Olga and John Sims are American citizens who moved to Germany together in 2018 for John’s job. The couple separated while living in Germany, and Olga filed a divorce petition in a German court.
The German court dissolved the marriage but determined it lacked jurisdiction to divide their marital property, writing, “In the case of countries … such as … the USA, the international jurisdiction of German courts to decide on a pension plan is questionable and largely denied.”
The pension at issue was John’s pension, which he earned as a civilian contractor for government and private defense contractors, including the U.S. Department of Defense.
Meanwhile, John had moved back to the United States and settled in Johnson County, Indiana. Thus, Olga petitioned the Johnson Circuit Court to assume jurisdiction of the dissolution action, specifically asking the trial court to rule on the issue of division of marital property.
The trial court denied her motion, finding it was barred by res judicata because the German court was a court of competent jurisdiction that had rendered a decision on the division of property on the merits.
The trial court then denied Olga’s motion to correct error, expressing frustration that it was “impossible to accurately determine” what had occurred in the German proceedings because the foreign court’s rulings were “very difficult to understand.” Ultimately, the Indiana court determined there was “simply too much that is not known by this court to grant the motion to correct error.”

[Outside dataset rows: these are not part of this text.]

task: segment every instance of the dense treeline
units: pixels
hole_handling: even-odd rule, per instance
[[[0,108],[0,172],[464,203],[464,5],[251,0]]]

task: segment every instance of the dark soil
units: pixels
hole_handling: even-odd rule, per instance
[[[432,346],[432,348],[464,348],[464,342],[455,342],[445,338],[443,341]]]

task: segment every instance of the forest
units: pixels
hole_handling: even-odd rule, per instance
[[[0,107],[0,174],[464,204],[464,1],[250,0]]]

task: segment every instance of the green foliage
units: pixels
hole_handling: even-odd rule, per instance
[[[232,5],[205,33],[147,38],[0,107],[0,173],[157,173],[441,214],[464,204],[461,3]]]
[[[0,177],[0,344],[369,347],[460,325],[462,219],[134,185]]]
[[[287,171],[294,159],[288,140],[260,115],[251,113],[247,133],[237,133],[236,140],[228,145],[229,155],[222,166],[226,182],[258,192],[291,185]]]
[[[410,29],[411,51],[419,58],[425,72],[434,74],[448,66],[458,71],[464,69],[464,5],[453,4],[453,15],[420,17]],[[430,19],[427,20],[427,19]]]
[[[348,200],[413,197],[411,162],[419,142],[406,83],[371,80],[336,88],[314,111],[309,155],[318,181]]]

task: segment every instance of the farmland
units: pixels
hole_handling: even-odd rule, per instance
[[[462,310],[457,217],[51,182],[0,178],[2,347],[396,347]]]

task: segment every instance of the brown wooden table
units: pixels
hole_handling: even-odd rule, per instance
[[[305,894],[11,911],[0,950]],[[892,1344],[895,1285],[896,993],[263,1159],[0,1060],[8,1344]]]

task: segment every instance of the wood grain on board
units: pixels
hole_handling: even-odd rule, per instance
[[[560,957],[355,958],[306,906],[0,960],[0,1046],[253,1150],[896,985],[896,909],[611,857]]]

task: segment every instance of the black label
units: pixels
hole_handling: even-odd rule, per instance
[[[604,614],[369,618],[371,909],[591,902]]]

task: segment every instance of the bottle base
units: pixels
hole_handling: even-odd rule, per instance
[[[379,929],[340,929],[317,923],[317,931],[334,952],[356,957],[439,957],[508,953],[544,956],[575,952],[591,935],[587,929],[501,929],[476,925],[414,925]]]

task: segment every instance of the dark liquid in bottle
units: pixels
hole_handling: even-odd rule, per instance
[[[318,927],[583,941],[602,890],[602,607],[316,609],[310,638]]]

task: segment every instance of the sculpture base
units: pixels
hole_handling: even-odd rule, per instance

In reversing in Olga’s favor, the Court of Appeals agreed with her argument that the German court did not, in fact, render a judgment on the merits on her request for division of marital property.
“We sympathize with the trial court’s frustration in interpreting the German court’s ruling,” Judge Rudolph Pyle wrote Thursday in In the Matter of the Marriage of: Olga Sims v. John Daniel Sims, 22A-DN-639. “But whatever ambiguities may exist in those rulings, they clearly show that the German court did not render a judgment on the merits of Wife’s request for division of marital property.
“Thus, res judicata does not prevent the trial court from considering Wife’s request to divide marital property, and Wife has demonstrated prima facie error in the trial court’s denial of her motion to correct error,” Pyle wrote. “Accordingly, we reverse the trial court and remand this matter for further proceedings.”